Monday, January 26, 2009

What price glory?

In my previous post, I described a chop that happened at the final table of the Friday noon tournament (the Friday tournament final table was held on Saturday) at the WSOP circuit event currently being held at Harrah's Casino Tunica. You can see the final standings and the exact payouts if you click here.

Let's review: When they were five-handed, they chopped the prize pool. The rumored chop was (about) $26,000 for the first four places (they were all about the same in chips) and $10,000 for a short-stacked fifth player. In my post I asked what was wrong with this. Several readers made good comments, but none of them hit on what I was trying to get at.

When you finish a WSOP tournament, if you finish "in the money," you have to sign for first place, second place, etc. and that creates what is called a tax event. Whoever wins, for example, signs for $56,860 and also gets a ring. It doesn't matter that he only gets $26K (the agreed chop facilitated by Harrah's), he's still responsible for taxes on 58 grand and change.

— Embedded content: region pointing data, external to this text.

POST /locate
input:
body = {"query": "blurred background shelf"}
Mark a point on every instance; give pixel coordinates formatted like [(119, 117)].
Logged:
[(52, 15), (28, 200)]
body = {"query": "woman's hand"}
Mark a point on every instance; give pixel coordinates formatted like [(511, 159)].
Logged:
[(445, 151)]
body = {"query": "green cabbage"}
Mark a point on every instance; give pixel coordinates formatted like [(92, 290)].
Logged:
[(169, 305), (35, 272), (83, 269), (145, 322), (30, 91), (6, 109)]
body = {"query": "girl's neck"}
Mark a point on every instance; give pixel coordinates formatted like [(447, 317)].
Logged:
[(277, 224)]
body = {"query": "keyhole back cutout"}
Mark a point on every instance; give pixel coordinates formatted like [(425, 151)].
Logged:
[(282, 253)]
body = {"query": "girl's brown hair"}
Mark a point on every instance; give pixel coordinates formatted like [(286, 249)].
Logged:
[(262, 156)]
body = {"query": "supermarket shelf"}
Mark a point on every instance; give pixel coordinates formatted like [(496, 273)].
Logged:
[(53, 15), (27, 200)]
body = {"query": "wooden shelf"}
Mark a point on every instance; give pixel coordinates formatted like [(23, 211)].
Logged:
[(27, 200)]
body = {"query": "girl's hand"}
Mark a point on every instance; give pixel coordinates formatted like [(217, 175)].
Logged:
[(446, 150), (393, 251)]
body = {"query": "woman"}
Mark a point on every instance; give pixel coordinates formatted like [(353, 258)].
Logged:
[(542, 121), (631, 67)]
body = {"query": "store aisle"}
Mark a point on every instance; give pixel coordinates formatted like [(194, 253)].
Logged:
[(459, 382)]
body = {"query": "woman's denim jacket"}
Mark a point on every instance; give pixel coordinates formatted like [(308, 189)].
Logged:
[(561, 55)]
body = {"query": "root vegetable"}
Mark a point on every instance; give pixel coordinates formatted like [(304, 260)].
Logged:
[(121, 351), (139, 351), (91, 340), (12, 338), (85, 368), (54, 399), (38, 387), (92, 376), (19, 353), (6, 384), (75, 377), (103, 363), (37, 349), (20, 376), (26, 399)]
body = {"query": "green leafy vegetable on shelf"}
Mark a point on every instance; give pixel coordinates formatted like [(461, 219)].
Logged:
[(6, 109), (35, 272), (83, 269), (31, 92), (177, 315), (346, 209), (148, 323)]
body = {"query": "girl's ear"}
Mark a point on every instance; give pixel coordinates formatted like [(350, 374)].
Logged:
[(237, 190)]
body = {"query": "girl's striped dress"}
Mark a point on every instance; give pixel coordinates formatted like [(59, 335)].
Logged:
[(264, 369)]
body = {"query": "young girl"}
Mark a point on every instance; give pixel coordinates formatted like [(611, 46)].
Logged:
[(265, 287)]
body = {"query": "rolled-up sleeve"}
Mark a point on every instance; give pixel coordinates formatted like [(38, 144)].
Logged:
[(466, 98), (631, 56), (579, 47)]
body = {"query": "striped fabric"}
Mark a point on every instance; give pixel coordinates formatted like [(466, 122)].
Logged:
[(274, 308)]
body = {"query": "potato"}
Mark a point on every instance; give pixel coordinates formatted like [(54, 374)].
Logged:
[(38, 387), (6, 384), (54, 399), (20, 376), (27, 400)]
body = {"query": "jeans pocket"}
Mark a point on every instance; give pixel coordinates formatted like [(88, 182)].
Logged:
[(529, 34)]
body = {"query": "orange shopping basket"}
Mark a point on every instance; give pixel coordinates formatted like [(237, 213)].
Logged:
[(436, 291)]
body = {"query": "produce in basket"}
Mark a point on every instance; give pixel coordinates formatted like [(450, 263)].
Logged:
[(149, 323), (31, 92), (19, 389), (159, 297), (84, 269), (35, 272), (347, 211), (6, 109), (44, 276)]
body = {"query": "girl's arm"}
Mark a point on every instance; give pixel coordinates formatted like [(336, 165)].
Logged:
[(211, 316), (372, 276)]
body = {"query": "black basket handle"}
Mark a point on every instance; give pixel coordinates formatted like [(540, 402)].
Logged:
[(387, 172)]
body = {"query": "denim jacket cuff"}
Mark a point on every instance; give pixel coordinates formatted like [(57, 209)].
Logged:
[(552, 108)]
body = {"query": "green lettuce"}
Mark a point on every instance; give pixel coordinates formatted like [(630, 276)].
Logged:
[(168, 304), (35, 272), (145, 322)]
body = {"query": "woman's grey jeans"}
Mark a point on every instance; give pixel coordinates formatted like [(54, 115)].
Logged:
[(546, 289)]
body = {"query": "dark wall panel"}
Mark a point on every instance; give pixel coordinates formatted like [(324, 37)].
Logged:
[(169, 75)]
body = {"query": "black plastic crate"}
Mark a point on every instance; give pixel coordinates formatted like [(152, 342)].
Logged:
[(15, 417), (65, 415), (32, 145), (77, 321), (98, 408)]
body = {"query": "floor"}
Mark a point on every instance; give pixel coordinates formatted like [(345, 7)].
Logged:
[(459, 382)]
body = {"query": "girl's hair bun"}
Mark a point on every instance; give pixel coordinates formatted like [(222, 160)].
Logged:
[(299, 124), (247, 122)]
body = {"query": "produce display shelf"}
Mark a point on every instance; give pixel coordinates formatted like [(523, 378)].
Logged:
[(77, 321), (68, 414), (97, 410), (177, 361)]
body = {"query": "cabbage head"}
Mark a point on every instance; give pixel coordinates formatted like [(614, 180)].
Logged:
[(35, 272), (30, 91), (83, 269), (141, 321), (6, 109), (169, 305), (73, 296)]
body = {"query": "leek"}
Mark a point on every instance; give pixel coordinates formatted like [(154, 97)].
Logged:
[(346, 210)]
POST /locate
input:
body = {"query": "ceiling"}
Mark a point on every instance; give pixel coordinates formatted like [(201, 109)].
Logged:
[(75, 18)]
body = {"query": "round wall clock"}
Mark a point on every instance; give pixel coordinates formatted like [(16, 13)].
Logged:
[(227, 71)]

That's what he signs for, and, next January, he'll receive a W2-G tax form for that income which is reported to the IRS.

Once they agreed on 26K each, it would actually be to each player's advantage to be the next one to bust out! They would sign for fifth place money (which was $5,687) and that would be their tax liability.

Things can be absurd. Here's a far-out example: If the short stack came back and won, he would have to sign for the $58+K. They immediately withhold 3% for Mississippi state tax (which would be around $1700. Then on what's left, he would owe (let's guess-timate) 20% federal taxes for another $11,000 or so. Between the two, this is more than his cut of the prize pool based on the chop.


  1. Ah yes, taxes. I forgot to mention those.

    Thankfully, that's an area of the law I avoid in my law practice. It bores me to tears.


  2. that's a very interesting twist. I wonder why the tournament director didn't tell them about it.


  3. Joxum: the tournament staff stay out of any negotiations (unless asked how much is left in the prize pool or questions like that).